Tuesday, October 23, 2018

Hit a healthy BMI for the first time in 7 years this morning - and binged as automatic response.

I am a long, long time lurker here. I know many of you well but you do not know me. I am a quiet veteran of weight loss and disordered eating - I may know this pattern and journey better than anything else in my life and have never spoken of it with anyone. So I'll share it here, with the hopes perhaps someone out there who can relate will read it and feel slightly less alone.

I've had issues with eating since I was a little girl and never liked how I looked. I distinctly remember rejecting invitations to swim parties and beach days as young as 7. By 14 I was on a constant restriction cycle fluctuating from eating normally to throwing lunch in the trash on the way to school and spitting dinner into a napkin. I got relatively thin, but never *really* thin - never looking how I wanted to. I was 5'8 by then (as I still am now), and bottomed out at around 140. I tried my hand at purging but was never much good at it. I ate dry tuna at school and left bread crumbs on a plate in the sink around breakfast for my mother to find.

At 15 I started to binge - most likely as a reaction to the endless hunger - but evened things out with restricting and starving every other week. For a couple of years I hovered pretty consistently around 155. On my 16th birthday I spent my gift money on a cross trainer and built it in my room in silence. At 17, during my first year of sixth form, I lived off coffee and my schooling suffered miserably for the first half of the year. I fainted walking out of class on multiple occasions.

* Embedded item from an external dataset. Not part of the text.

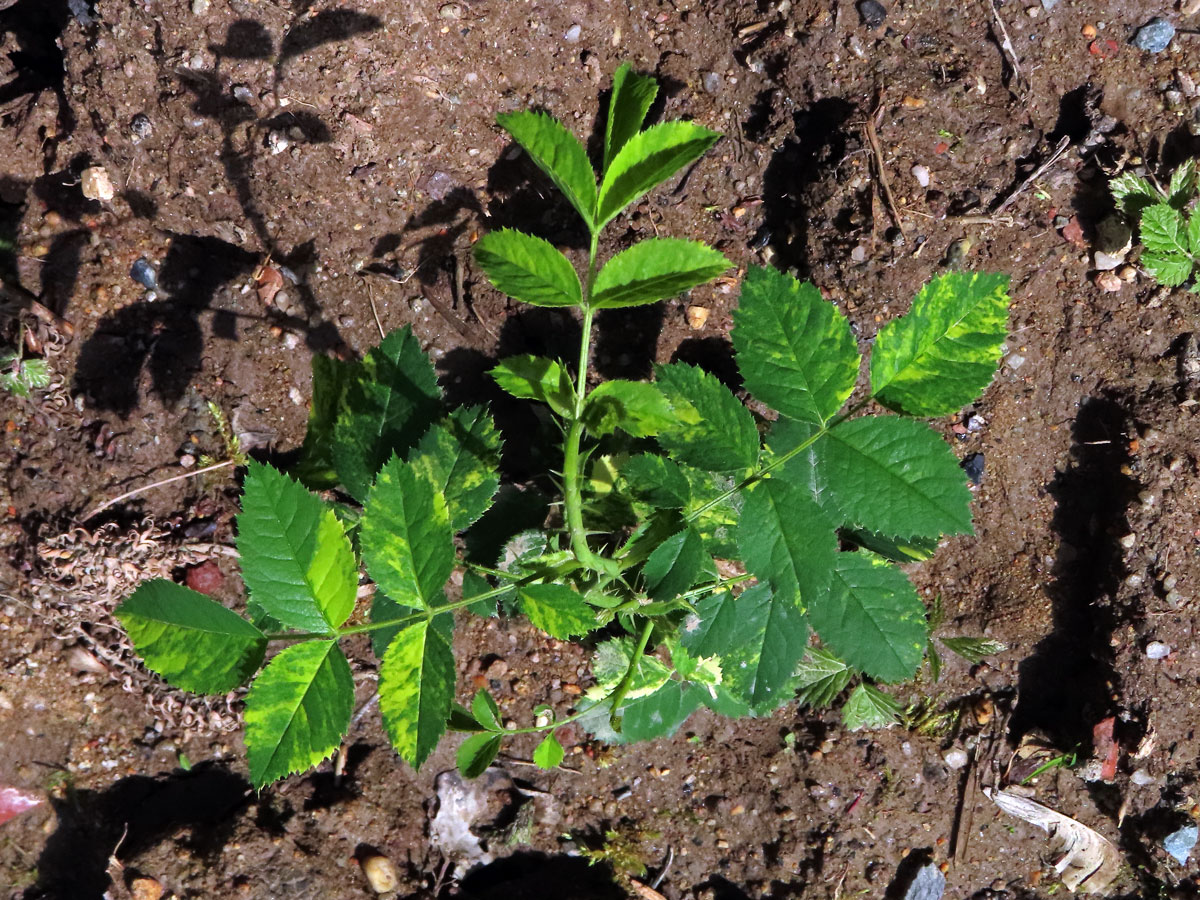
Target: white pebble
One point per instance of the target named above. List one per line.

The second half of the year I fell into an endless binge and jumped up to the high 160's, putting me at an overweight BMI for the first time. I wore leggings to school and often cried in the bathroom. I stopped speaking to everyone I knew. I was humiliated and sunk into a depression.

I still left for university at 18, headed to a new city - and there, from the loneliness, stress, and building depression - jumped from the high 160's to 225 in a short eight months. I huffed glue in my room, smoked out the window, and spent every penny I had on food. I was now obese and suicidal. My skin broke out constantly. I would often binge to the point of being involuntarily sick. I couldn't concentrate on anything and developed crippling anxiety. I seldom made it to class.

Things remained mostly the same until I was 20 - at which point I went through a full on nervous breakdown and was in and out of the hospital, never admitting my disordered eating to any professionals or otherwise. I went vegan - from a sincere desire of love for animals, with less of a focus on my body - and lost weight rapidly, in a healthy way for the first time. At 21, I hit the 180s. Still overweight - but people told me I looked great all the time. I was still relatively miserable but was functioning again.

There I hovered in the 180s for the past couple of years post-graduation. At 23 I moved to a new city - just earlier this year - and started a new job, headed back to school, learned to drive, met a lovely boy, made a whole new group of friends I sincerely love, and have been so busy that, without any consious effort, have lost some weight.

This morning I stepped on the scale and read 163. At 5'8, 164 is the boundary for an overweight BMI. I stood naked in the mirror for a long time and felt nothing but hate. Hate for the 62 pounds I've lost and hate for the 34 I still want to get rid of. I left the house and for the first time since January felt an intense need to go home and binge. I left my friends, skipped class, and cancelled on a friend for drinks tonight - to come home with the full knowledge of what I was going to do. It was as awful as I remember - the pain and the sickness and the disgust. And, of course, I don't feel any better. I'm still me. I will wake up tomorrow still me. I will turn 24 next week.

You have to work on how you feel about yourself, not just the weight loss. I have come a long way but seeing that 163 this morning and my involuntary reaction to it reminded me there's still a lot left buried under the surface. Be kind to yourself. You're in it for the long haul, not just that one special day when you hit a number you've anticipated for a long, long time. I'm not overweight anymore, but it's really only the beginning.